Abstract: The Sustainable Development Goals (SDGs) of the United Nations provide a blueprint of a better future by "leaving no one behind", and, to achieve the SDGs by 2030, poor countries require immense volumes of development aid. In this paper, we develop a causal machine learning framework called CG-CT (counterfactual generator for continuous treatments) for estimating heterogeneous treatment effects of aid disbursements that inform optimal aid allocation. Specifically, our CG-CT comprises three components: (i) a balancing autoencoder that uses representation learning to embed high-dimensional country characteristics while addressing treatment selection bias; (ii) a counterfactual generator to compute counterfactual outcomes for varying aid volumes; and (iii) an inference model that is used to estimate heterogeneous treatment-response curves. We demonstrate the effectiveness of our CG-CT using data with official development aid earmarked to end HIV/AIDS from 105 countries, amounting to more than USD 5.2 billion. For this, we first show that CG-CT successfully computes heterogeneous treatment--response curves using semi-synthetic data. Then, using real-world HIV data, we find that an optimal aid allocation suggested by our CG-CT could reduce the total number of new HIV infections by 3.3% (~50,000 cases) compared to current allocation practice. Our findings indicate the effectiveness of causal machine learning to inform cost-efficient allocations of development aid that maximize progress towards the SDGs.
python 3.7
pytorch 1.7
Instructions for installing Python can be found at: https://www.python.org/ (installation may take around 15-20 minutes)

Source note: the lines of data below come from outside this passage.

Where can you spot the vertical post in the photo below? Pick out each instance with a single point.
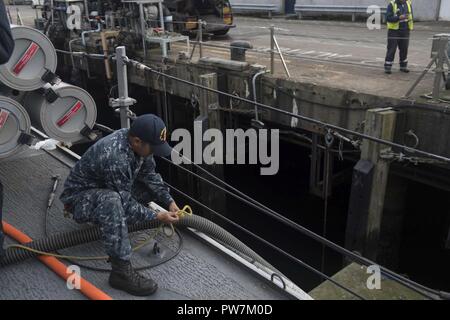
(208, 103)
(122, 81)
(105, 53)
(161, 15)
(272, 49)
(1, 227)
(442, 43)
(143, 27)
(52, 11)
(379, 123)
(86, 9)
(200, 37)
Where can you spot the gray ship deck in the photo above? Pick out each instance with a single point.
(200, 271)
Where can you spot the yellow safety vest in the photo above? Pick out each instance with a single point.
(396, 25)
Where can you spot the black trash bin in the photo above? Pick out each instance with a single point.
(289, 6)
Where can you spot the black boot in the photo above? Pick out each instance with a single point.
(124, 277)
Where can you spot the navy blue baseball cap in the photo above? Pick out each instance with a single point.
(151, 129)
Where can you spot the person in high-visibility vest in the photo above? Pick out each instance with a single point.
(400, 23)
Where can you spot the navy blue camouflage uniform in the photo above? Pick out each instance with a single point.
(110, 187)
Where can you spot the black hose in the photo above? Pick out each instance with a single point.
(74, 238)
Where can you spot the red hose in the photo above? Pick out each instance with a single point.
(87, 288)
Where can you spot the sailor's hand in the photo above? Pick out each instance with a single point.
(173, 207)
(167, 217)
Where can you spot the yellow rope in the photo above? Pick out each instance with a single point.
(186, 211)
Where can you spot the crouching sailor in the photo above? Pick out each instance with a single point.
(110, 187)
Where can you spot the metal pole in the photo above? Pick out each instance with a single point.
(86, 9)
(122, 81)
(200, 37)
(272, 49)
(410, 91)
(281, 57)
(143, 28)
(161, 16)
(440, 71)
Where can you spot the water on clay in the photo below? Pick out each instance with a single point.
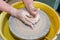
(40, 29)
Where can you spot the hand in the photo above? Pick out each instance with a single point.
(22, 15)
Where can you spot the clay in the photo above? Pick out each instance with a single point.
(21, 30)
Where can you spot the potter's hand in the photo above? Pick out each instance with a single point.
(36, 18)
(30, 7)
(22, 15)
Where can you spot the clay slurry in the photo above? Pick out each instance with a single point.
(23, 31)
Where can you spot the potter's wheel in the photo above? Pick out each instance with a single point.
(23, 31)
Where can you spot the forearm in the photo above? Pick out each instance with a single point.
(6, 7)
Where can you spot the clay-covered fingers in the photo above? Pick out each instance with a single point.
(35, 19)
(28, 22)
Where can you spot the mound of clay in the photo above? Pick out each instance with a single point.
(21, 30)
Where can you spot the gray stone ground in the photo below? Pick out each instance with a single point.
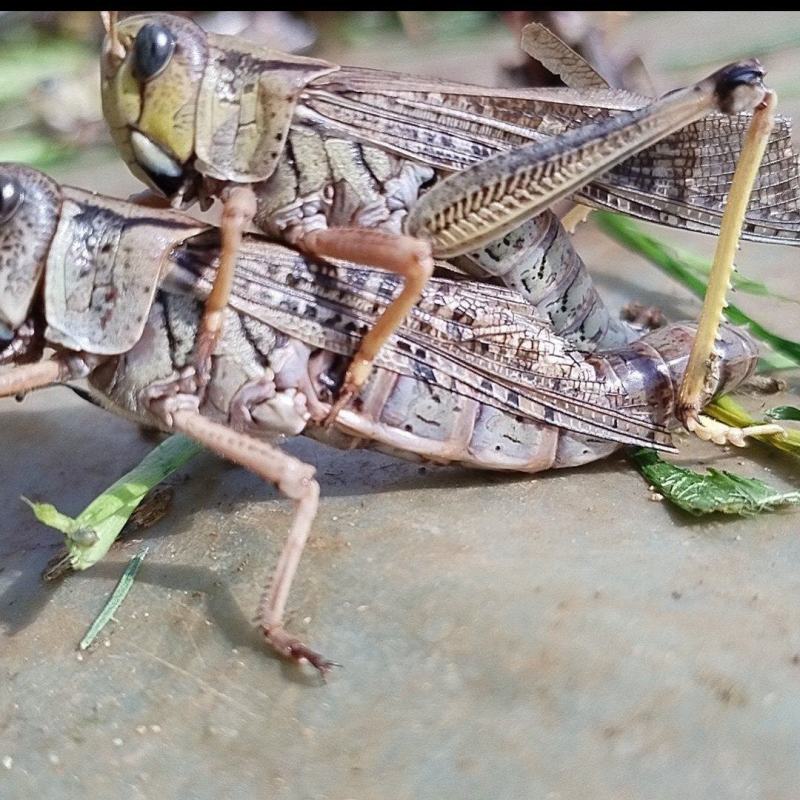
(561, 636)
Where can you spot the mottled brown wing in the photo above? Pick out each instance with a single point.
(451, 339)
(682, 181)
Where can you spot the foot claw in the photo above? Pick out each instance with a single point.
(292, 648)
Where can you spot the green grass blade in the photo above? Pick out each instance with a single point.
(630, 235)
(115, 601)
(90, 535)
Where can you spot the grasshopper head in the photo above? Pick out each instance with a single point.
(152, 68)
(30, 204)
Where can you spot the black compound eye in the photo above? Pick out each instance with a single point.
(152, 50)
(10, 197)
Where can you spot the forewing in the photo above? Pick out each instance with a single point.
(682, 181)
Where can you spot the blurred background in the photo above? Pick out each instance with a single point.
(49, 86)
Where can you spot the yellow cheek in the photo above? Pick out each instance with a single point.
(163, 122)
(121, 107)
(168, 117)
(122, 101)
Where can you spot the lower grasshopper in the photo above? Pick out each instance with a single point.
(472, 377)
(314, 153)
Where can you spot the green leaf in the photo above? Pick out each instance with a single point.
(629, 234)
(93, 531)
(784, 412)
(716, 492)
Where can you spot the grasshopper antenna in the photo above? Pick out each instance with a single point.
(113, 48)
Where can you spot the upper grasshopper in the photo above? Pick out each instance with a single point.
(314, 153)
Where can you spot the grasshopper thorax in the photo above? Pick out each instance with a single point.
(30, 204)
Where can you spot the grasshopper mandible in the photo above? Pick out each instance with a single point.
(314, 153)
(472, 376)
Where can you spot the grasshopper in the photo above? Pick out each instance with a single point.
(313, 153)
(114, 293)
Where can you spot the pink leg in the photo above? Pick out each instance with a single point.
(404, 255)
(292, 477)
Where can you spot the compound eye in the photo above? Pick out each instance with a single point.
(10, 198)
(152, 50)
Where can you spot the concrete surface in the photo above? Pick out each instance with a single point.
(502, 637)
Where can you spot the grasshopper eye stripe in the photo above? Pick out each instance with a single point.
(10, 198)
(152, 51)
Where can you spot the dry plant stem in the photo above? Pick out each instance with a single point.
(237, 214)
(403, 255)
(577, 215)
(294, 479)
(31, 376)
(692, 388)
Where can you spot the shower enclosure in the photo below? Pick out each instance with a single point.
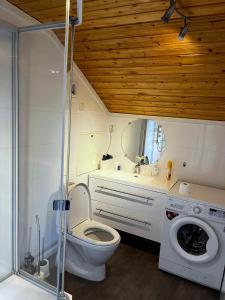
(33, 93)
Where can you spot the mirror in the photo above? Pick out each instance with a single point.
(143, 139)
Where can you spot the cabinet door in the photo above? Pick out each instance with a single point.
(127, 220)
(146, 201)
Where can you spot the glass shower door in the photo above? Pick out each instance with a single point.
(6, 262)
(42, 64)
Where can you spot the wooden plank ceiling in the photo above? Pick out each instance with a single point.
(136, 63)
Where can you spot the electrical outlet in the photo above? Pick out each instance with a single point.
(110, 128)
(81, 106)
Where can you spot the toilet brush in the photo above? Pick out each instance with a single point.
(28, 258)
(38, 274)
(44, 263)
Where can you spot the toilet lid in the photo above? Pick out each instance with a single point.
(79, 206)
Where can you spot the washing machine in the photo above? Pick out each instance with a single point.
(193, 241)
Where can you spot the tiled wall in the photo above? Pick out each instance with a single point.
(200, 144)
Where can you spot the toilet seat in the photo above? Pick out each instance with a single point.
(96, 233)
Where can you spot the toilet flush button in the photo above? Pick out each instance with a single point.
(197, 210)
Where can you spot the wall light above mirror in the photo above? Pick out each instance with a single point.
(143, 139)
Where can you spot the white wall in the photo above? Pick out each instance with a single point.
(200, 144)
(89, 115)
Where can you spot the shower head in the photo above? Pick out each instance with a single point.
(166, 17)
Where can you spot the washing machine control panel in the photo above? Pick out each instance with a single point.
(218, 213)
(195, 209)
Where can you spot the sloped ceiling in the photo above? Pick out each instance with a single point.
(136, 63)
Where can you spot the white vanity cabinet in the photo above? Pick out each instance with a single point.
(131, 209)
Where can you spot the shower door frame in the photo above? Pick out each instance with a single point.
(14, 100)
(15, 159)
(15, 31)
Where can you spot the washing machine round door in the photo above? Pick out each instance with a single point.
(194, 240)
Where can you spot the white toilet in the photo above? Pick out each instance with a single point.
(89, 244)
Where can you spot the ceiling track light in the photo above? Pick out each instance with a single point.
(169, 12)
(184, 30)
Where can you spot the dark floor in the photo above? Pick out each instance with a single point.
(133, 274)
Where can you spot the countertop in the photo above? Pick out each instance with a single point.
(155, 183)
(202, 193)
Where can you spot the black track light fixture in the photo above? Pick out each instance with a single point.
(184, 30)
(166, 17)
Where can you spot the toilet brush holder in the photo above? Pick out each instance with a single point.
(44, 267)
(39, 275)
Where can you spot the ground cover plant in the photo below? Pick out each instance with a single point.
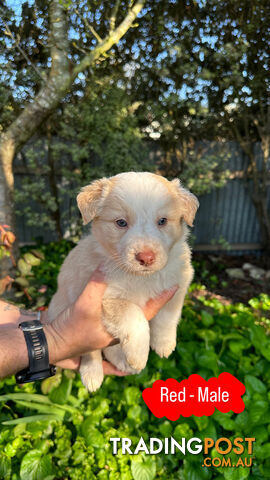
(57, 430)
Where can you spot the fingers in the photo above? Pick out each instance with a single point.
(110, 369)
(70, 363)
(153, 305)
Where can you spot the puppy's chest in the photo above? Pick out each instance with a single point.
(140, 289)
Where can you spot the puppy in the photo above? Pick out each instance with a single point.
(139, 234)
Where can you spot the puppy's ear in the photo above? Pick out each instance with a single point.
(91, 198)
(188, 200)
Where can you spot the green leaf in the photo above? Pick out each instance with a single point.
(143, 470)
(60, 394)
(36, 466)
(195, 472)
(254, 385)
(33, 418)
(31, 259)
(257, 410)
(165, 429)
(24, 267)
(207, 319)
(209, 359)
(132, 395)
(22, 281)
(91, 435)
(5, 466)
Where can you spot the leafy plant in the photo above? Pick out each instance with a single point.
(65, 432)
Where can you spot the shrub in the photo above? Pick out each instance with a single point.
(57, 430)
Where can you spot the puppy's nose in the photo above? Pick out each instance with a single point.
(147, 257)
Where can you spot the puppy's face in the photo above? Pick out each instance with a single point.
(137, 218)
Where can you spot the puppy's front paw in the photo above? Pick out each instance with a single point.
(116, 356)
(91, 374)
(136, 353)
(162, 346)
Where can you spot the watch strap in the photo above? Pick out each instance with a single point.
(38, 354)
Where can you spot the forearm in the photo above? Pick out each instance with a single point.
(13, 349)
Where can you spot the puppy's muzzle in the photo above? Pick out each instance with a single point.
(146, 257)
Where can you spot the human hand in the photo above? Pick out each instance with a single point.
(80, 329)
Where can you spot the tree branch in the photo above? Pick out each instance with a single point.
(110, 40)
(88, 26)
(114, 15)
(17, 44)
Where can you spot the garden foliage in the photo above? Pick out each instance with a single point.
(57, 430)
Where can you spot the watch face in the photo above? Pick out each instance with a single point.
(37, 347)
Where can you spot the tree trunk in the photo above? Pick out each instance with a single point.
(54, 89)
(55, 214)
(7, 215)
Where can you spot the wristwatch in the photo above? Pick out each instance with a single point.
(37, 346)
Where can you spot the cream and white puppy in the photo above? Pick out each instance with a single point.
(139, 234)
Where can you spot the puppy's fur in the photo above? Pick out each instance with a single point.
(141, 199)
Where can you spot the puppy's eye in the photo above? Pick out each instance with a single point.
(121, 223)
(162, 221)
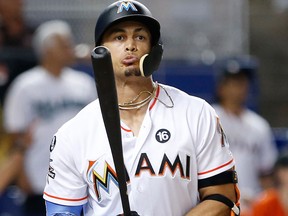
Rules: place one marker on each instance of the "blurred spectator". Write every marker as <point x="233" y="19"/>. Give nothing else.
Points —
<point x="274" y="201"/>
<point x="250" y="136"/>
<point x="14" y="31"/>
<point x="40" y="100"/>
<point x="16" y="54"/>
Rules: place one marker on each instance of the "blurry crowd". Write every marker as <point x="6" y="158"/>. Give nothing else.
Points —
<point x="40" y="90"/>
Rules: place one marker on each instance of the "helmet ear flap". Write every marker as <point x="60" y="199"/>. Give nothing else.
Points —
<point x="150" y="62"/>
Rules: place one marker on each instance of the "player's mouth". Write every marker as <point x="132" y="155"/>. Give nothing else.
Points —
<point x="130" y="60"/>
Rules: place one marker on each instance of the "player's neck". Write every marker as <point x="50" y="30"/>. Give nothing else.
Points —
<point x="135" y="92"/>
<point x="53" y="69"/>
<point x="233" y="108"/>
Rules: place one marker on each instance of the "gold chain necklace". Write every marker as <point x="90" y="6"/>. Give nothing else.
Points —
<point x="132" y="104"/>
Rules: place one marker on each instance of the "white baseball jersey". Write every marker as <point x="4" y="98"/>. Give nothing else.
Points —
<point x="38" y="98"/>
<point x="252" y="144"/>
<point x="174" y="149"/>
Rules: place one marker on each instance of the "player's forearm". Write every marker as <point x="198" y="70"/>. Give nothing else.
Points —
<point x="210" y="208"/>
<point x="62" y="210"/>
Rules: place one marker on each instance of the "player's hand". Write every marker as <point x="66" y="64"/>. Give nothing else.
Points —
<point x="132" y="213"/>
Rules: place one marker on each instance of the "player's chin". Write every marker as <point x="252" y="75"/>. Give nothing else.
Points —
<point x="132" y="71"/>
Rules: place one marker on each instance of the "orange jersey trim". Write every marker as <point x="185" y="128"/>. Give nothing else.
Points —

Instructions for installing PyTorch can be found at: https://pytorch.org/ (package installation takes around 10-20 seconds)
The script demo.py contains the implementation of our method CG-CT on a dummy dataset.
First, we generate a dataset of size n=100 consisting of outcome Y, treatment A, and p-dimensional covariates X (with p=10). Then, for given hyperparameters, we implement our method in three steps: (i) the balancing autoencoder is used to embed the covariates while addressing treatment selection bias; (ii) the counterfactual generator is used to compute counterfactual outcomes for varying aid volumes; and (iii) the inference model (i.e., generalized propensity score (GPS)) is estimated on the resulting data.
The demonstration code returns the estimated coefficients of the GPS model for a given dummy dataset. The runtime is around 3-5 minutes. The functions for implementing the method are imported from the script main.py.
The data was acquired from the following sources:
HIV infection rate from UN SDG indicators database (https://unstats.un.org/sdgs/dataportal/database).
Development aid volume from OECD CRS database (https://stats.oecd.org/Index.aspx?DataSetCode=crs1).
Country characteristics from the World Bank database (https://data.worldbank.org/).
Country border matrix from the Github repository (https://github.com/geodatasource/country-borders).
Python script main.py contains the functions needed for the implementation of our method and the baselines. Python scripts eval_cf_MISE.py and cv_hyper_search.py contain implementation functions for our method and the baselines that are called when reproducing the results.
Jupyter notebook plots.ipynb contains all of the data-related plots that are presented in the manuscript.
Running Python scripts res_run_sim.py and res_run.py reproduces the results of experiments with semi-synthetic data and with real-world data, respectively (reported in Figure 3 in the manuscript).
Running Python script optim_allocation.py reproduces the results for the reduction in the expected number of new HIV cases when comparing our suggested aid allocation vs. current practice in allocating aid (reported in Figure 4 in the manuscript).
Running Python scripts ablation.py, ablation_bae.py, ablation_cfgen.py, and sensitivity.py, causal_sensitivity.py, and robustness.py reproduces the results reported for our sensitivity analyses in the Supplements.